The results of the Minia de novo assembly run were:
- Total wall clock time: 40.9 hrs.
- Max. memory: 2.1 GB
Watson’s genome assembly required 40.9 wall clock hours of run time. Minia reported several key phases during the run including “counting k-mers” (4.1 hrs.), “writing k-mers” (2.3 hrs.), “Debloom step” (8.3 hrs.), “assembly” (24.0 hrs.), and some miscellaneous steps. This is a fairly long run but keep in mind that we’re only using a single CPU core for assembly.
The reported RAM usage was 2.1 GB. Minia documentation estimates ca. 1 – 2 GB RAM consumption per 1 Gb of target genome size. Human genome is ca. 3.1 Gb, so we would expect about 3 – 6 GB of RAM utilization for Watson’s assembly. The reported metric of 2.1 GB was somewhat below the predicted value.

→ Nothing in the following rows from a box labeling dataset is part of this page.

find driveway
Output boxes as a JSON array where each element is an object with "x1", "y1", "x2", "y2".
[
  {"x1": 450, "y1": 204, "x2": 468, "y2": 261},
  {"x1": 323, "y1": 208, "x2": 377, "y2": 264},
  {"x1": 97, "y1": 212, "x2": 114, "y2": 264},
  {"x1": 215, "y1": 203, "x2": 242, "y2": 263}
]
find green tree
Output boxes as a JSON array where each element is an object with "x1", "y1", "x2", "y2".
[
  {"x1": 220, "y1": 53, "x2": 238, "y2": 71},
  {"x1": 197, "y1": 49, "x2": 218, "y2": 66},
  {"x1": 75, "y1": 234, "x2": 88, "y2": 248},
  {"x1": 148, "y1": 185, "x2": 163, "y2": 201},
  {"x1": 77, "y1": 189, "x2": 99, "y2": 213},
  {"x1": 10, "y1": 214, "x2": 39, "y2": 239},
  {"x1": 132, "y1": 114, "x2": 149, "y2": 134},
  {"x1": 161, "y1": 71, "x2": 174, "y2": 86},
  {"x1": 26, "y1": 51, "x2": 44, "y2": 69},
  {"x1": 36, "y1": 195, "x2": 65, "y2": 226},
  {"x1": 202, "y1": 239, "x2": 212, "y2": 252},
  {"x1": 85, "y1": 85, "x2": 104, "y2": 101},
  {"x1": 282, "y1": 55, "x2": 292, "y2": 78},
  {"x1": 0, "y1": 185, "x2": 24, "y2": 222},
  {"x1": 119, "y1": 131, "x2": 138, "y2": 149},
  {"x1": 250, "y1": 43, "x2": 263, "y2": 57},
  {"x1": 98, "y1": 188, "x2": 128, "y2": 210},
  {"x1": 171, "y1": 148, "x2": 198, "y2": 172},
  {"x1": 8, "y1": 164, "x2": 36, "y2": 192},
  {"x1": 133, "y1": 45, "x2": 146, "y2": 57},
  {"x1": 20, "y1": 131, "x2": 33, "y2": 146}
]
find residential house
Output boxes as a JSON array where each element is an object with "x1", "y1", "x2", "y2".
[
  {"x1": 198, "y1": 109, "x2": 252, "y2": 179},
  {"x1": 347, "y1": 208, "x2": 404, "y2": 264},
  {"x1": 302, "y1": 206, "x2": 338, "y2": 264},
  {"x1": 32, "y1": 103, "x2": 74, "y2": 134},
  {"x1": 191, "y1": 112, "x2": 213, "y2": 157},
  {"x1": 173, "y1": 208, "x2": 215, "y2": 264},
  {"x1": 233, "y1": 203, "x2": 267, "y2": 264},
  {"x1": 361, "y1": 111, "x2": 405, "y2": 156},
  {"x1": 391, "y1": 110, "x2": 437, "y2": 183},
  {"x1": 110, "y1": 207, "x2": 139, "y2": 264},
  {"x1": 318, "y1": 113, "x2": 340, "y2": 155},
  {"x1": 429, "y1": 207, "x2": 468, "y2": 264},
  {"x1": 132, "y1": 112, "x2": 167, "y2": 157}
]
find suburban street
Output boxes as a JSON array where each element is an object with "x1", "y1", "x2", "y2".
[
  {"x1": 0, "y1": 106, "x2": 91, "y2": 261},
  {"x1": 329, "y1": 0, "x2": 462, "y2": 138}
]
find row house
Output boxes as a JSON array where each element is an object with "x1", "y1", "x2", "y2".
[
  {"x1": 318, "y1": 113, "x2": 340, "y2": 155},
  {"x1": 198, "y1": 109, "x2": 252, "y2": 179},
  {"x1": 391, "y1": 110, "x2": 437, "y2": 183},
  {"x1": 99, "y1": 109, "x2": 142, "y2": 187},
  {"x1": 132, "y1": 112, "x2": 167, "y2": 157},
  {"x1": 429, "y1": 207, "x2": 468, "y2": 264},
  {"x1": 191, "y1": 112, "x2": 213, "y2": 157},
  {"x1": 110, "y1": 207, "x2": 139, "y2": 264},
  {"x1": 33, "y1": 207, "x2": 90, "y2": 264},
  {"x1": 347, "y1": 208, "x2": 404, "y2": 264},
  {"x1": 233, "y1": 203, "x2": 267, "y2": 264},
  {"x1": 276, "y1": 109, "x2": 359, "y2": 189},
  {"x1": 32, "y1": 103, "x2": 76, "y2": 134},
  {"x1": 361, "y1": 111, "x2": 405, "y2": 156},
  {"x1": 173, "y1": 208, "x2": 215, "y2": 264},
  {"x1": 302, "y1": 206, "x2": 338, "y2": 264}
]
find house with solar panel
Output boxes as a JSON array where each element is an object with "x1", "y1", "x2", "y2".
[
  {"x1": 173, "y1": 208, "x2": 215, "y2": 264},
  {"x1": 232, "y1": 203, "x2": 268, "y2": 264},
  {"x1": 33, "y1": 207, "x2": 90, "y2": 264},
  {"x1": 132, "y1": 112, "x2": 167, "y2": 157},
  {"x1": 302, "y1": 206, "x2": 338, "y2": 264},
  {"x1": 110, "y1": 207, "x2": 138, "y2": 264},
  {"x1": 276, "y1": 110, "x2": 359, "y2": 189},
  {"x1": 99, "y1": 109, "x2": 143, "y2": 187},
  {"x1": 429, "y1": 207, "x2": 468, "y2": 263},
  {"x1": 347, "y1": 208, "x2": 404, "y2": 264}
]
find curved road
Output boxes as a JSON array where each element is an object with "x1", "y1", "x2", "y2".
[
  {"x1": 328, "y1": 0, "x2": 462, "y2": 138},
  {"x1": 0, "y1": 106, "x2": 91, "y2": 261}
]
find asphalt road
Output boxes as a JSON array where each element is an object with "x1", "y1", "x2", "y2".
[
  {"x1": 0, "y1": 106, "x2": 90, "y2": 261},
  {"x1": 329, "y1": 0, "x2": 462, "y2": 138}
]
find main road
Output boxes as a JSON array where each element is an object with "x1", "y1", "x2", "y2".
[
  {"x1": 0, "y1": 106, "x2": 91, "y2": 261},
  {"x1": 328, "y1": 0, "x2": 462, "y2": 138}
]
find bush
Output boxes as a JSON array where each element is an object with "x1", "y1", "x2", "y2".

We’ll use Quast to examine the Watson genome assembly metrics.
|Minia Assembly Metrics|
|Longest contig||9,223 bp|
|Total # contigs||8,213,731|
|Total # contigs >= 1,000 bp||218,513|
|Total length||2,088,316,147 bp|
|Total length >= 1,000 bp||289,355,173 bp|
Comparing these results with Chikhi and Rizk Table 2, we see some interesting trends: a) N50 is similar to Minia, ABySS, and SOAPdenovo assembly of another human genome, b) the longest contig is decent at 9K bp but somewhat shorter than Minia, C&B (now Gossamer), and ABySS, c) total number of contigs was somewhat greater than the C&R paper, and d) total length was about the same as the C&R paper. Overall, the Minia Watson assembly metrics were pretty much in-line with the assemblers mentioned in the C&R paper.
If your computational systems have limited amounts of RAM, you may want to consider using Minia for de novo assembly. We assembled human genome scale NGS datasets (3 Gb) with ca. 2 GB RAM, which is a RAM utilization of one to two orders of magnitude less than most assemblers.
We encourage the Minia developers to include a scaffolder tool and assembly metrics tool in the Minia package. Hunt et al.. offer a comparative analysis of candidate scaffolding tools. The Assemblathon proceedings (Earl et al, Bradnam et al.) offer some recommendations on assembly metrics. These two additions would be highly beneficial for end users.
Based on the Minia source code, there appears to be an effort to parallelize the application. The documentation does not mention parallelization so we have to assume it’s not ready for production release. A faster parallelized version of Minia would be useful for assembling large genomes.
Given the present state of development for Minia, we would recommend that it be used with some caution, and that any results be independently validated. However, the very low RAM requirements make Minia an intriguing alternative to other assemblers.